Nothing so unnerving as walking into a house that is unlocked—and, seemingly, empty.
A house that should not be unlocked. And should not be empty.
Beverly would long recall entering the house on Old Farm Road that afternoon. As it would come to be recalled— that afternoon.
Her parents’ house was more familiar to her than her own house yet, empty, made unfamiliar as in a distorted dream.
“Mom?”—her voice, confident elsewhere, thinned in this house to the voice of a frightened girl.
Well—no one appeared to be home. Beverly had entered into the kitchen, by the side door that was the door most frequently used.
That the kitchen door was unlocked did not mean that Jessalyn must be home; for Jessalyn often neglected to lock the door when she left the house, to Whitey’s displeasure if he knew.
“Mom? Dad?”—(but it was less likely that Whitey would be home, if Jessalyn were not home. It did not seem probable that Whitey could be home if Jessalyn were not home).
Bad news. Family emergency. Unmistakable. But—what?

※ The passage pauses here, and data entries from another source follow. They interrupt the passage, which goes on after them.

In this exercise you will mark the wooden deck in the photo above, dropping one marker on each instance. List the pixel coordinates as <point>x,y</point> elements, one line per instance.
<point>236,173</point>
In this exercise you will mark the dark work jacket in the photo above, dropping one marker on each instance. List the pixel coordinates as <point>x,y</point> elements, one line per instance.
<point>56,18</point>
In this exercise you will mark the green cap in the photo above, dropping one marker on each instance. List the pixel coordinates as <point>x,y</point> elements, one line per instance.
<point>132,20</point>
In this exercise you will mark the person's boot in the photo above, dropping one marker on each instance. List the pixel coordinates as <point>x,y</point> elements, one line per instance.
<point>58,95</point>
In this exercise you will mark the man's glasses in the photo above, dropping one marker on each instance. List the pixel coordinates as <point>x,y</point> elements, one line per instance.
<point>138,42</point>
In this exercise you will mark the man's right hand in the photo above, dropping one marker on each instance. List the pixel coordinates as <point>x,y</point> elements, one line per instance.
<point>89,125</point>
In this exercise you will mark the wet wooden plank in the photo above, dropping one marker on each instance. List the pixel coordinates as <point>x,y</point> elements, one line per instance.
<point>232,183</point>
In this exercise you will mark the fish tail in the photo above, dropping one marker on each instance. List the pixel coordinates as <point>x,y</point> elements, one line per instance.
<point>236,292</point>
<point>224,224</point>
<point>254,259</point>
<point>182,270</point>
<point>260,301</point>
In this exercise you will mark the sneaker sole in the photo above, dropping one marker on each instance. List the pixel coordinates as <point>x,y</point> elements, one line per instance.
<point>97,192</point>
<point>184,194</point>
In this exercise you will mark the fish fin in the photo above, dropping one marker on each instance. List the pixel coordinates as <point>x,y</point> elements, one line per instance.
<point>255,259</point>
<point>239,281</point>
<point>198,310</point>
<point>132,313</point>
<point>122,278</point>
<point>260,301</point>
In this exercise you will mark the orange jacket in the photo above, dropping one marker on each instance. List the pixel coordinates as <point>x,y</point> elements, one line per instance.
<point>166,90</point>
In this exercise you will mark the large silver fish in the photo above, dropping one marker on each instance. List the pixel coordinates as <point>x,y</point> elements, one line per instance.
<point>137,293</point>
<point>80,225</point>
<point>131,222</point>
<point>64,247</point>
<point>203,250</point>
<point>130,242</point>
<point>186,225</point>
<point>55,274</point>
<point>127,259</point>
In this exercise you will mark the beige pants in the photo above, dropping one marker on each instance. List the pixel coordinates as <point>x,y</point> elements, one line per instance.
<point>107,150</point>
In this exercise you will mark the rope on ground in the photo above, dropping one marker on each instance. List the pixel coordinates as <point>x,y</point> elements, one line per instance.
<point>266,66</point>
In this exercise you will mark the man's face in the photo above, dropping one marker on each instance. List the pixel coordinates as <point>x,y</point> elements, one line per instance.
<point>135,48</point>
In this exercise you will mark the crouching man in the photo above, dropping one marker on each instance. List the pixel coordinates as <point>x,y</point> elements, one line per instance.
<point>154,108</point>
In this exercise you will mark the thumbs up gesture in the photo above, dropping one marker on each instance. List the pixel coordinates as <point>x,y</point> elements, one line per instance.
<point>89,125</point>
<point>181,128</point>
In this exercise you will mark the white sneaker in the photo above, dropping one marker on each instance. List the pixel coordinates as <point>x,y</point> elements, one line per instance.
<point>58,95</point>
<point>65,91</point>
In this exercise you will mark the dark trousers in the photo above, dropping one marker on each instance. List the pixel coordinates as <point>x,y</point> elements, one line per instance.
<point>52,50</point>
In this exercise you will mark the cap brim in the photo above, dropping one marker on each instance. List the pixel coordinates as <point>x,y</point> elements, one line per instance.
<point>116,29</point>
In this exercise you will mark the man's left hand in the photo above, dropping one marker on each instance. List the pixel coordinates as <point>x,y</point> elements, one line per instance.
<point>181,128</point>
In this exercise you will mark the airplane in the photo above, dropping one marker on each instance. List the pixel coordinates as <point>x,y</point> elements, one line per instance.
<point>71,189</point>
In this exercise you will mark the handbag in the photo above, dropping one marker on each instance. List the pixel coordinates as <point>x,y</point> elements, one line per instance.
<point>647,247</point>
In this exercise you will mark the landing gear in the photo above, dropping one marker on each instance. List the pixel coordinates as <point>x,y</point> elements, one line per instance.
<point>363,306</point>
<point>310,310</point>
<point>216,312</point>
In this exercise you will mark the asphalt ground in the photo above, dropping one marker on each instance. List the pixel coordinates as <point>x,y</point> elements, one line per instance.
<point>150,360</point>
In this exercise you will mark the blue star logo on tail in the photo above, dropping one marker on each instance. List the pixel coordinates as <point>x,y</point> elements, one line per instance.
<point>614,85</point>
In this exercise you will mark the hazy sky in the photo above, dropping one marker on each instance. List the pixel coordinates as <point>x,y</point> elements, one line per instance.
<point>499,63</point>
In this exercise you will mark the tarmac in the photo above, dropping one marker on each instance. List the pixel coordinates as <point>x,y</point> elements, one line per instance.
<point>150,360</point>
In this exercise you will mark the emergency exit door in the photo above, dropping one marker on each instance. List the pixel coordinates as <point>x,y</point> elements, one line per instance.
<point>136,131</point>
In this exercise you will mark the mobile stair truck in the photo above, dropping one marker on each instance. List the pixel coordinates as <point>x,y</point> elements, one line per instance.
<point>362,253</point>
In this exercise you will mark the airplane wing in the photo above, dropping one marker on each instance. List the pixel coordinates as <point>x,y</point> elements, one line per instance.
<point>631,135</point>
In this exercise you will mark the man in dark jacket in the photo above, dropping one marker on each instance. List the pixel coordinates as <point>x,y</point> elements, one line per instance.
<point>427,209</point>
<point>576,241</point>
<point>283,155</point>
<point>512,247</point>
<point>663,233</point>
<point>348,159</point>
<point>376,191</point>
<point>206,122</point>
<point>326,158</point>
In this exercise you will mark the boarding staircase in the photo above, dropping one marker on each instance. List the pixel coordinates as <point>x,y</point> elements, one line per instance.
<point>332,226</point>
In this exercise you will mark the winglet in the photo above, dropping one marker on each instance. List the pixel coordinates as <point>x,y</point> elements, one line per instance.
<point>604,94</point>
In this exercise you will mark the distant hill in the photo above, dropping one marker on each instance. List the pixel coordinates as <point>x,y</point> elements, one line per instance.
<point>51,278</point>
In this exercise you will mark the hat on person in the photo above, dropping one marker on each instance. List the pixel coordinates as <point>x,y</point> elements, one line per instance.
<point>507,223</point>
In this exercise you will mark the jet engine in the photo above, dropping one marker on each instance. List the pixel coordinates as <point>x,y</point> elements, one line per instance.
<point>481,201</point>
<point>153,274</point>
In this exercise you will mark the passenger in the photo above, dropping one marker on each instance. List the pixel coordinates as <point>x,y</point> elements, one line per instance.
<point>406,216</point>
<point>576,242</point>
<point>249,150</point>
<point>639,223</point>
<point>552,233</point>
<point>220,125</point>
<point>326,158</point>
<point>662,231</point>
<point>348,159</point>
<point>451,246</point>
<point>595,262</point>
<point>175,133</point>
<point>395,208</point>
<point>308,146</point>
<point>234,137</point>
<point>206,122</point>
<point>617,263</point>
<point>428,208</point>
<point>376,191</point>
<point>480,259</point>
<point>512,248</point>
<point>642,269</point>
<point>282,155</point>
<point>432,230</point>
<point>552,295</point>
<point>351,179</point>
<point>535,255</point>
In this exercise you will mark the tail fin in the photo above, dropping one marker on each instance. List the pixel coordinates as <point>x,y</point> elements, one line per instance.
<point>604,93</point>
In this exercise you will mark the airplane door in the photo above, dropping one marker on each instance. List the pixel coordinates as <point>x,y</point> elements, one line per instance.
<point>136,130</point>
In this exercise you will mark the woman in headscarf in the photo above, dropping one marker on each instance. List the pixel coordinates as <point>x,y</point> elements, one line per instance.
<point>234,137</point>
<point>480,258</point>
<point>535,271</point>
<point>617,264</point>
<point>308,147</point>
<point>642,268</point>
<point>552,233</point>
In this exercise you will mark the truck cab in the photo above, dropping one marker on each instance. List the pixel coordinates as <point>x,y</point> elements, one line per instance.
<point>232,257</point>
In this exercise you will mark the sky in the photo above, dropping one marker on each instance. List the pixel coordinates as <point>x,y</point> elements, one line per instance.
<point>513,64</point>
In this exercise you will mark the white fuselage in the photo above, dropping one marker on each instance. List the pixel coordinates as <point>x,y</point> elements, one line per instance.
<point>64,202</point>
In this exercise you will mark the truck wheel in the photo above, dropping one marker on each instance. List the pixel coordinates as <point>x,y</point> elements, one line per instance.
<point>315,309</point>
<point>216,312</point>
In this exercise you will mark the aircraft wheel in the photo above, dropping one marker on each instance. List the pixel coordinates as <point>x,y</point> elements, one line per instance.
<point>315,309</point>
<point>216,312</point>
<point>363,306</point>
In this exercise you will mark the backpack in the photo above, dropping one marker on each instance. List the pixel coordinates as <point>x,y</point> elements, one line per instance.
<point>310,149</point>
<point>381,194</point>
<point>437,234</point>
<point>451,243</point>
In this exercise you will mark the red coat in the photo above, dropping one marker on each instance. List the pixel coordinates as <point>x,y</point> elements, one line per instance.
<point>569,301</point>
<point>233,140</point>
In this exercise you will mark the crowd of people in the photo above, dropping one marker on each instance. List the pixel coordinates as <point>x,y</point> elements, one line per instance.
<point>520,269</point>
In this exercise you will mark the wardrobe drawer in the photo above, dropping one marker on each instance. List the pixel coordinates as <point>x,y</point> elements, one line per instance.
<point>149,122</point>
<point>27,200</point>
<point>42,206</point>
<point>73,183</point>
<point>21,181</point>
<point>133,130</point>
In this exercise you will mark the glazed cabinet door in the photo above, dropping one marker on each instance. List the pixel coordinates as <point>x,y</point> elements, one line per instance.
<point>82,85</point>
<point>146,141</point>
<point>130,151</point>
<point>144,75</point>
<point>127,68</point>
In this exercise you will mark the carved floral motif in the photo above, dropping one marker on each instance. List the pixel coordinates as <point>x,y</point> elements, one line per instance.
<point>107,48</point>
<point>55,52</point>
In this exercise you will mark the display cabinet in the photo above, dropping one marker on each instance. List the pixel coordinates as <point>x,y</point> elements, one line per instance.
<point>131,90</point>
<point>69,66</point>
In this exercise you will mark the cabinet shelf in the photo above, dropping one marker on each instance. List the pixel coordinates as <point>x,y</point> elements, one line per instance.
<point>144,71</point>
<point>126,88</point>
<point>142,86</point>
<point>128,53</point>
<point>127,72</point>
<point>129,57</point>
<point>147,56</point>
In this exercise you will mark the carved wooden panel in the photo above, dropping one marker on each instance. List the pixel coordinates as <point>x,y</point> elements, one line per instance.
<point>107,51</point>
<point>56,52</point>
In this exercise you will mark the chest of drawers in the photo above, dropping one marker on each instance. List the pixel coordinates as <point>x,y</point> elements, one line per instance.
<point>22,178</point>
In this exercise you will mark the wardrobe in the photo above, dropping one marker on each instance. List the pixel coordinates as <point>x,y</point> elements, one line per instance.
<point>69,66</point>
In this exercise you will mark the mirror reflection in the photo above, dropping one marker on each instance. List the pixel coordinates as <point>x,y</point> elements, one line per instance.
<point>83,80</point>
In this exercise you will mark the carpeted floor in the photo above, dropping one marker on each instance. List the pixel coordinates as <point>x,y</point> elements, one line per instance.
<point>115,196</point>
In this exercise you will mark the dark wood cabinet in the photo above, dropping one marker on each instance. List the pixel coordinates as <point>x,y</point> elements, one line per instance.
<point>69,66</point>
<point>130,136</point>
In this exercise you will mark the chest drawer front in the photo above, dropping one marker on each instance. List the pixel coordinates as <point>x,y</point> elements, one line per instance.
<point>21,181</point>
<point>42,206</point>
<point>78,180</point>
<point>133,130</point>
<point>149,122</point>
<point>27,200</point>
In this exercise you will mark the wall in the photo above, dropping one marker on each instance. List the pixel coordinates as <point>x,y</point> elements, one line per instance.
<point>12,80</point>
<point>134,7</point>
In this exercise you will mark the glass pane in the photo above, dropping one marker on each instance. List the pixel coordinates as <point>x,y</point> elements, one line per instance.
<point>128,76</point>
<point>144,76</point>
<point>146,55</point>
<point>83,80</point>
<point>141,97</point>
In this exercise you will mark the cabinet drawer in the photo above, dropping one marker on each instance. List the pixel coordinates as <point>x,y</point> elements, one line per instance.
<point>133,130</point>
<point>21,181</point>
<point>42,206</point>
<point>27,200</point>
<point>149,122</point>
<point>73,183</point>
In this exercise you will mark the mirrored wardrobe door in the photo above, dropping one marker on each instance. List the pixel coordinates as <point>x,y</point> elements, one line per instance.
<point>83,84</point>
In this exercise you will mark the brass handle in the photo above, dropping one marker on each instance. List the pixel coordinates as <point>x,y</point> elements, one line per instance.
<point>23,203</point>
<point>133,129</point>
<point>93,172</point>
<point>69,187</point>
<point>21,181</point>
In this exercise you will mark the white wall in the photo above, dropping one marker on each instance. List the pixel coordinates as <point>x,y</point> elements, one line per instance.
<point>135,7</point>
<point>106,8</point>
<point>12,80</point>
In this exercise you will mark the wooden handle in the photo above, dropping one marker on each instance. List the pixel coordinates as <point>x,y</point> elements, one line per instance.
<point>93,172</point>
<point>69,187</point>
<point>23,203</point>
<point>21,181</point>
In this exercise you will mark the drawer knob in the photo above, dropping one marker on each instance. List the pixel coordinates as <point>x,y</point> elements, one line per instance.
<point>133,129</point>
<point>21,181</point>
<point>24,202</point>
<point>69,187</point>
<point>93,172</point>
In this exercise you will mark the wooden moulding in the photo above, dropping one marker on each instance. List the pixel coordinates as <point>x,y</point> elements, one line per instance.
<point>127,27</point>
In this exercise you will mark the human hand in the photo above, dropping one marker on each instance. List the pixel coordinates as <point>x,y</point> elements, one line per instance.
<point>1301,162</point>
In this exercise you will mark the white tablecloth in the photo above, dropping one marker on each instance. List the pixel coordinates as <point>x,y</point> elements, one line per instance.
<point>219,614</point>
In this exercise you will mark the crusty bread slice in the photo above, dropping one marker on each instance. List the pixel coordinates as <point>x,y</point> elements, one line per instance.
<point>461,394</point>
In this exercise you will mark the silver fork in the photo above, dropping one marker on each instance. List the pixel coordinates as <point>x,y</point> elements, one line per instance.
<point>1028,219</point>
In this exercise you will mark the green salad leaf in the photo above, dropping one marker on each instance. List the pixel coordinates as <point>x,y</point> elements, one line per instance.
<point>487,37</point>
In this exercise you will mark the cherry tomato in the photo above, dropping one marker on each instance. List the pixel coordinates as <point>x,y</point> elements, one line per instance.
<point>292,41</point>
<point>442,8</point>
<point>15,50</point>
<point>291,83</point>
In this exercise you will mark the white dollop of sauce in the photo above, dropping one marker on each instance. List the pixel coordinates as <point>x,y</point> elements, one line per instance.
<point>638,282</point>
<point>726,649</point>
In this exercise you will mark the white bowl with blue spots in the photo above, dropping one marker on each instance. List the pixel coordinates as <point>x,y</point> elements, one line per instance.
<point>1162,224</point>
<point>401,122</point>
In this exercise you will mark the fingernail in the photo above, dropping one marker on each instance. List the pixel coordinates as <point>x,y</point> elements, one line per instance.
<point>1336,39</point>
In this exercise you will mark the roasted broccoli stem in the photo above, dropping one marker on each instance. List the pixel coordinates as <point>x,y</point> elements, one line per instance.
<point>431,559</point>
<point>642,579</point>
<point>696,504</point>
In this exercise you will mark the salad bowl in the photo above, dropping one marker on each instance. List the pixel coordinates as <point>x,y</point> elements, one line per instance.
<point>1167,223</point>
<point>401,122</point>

Of the McClaren daughters it was Beverly who worried the most. You never get over being the oldest girl.
Their father had chided her: “It doesn’t do anyone any good to be always imagining the worst case scenario.”
Worst case scenario . As a girl she hadn’t quite known what it meant. Through the years the phrase had echoed in her memory as Worst Case Scenario.
Of course—(Jessalyn also understood)—Beverly imagined the Worst, in order to nullify its power. The Worst could never be exactly as you imagined it—could it?
Daddy stricken with a stroke, heart attack. In a car crash.
Mommy ill. Collapsed. Among strangers who had no idea how special she was. Oh—where?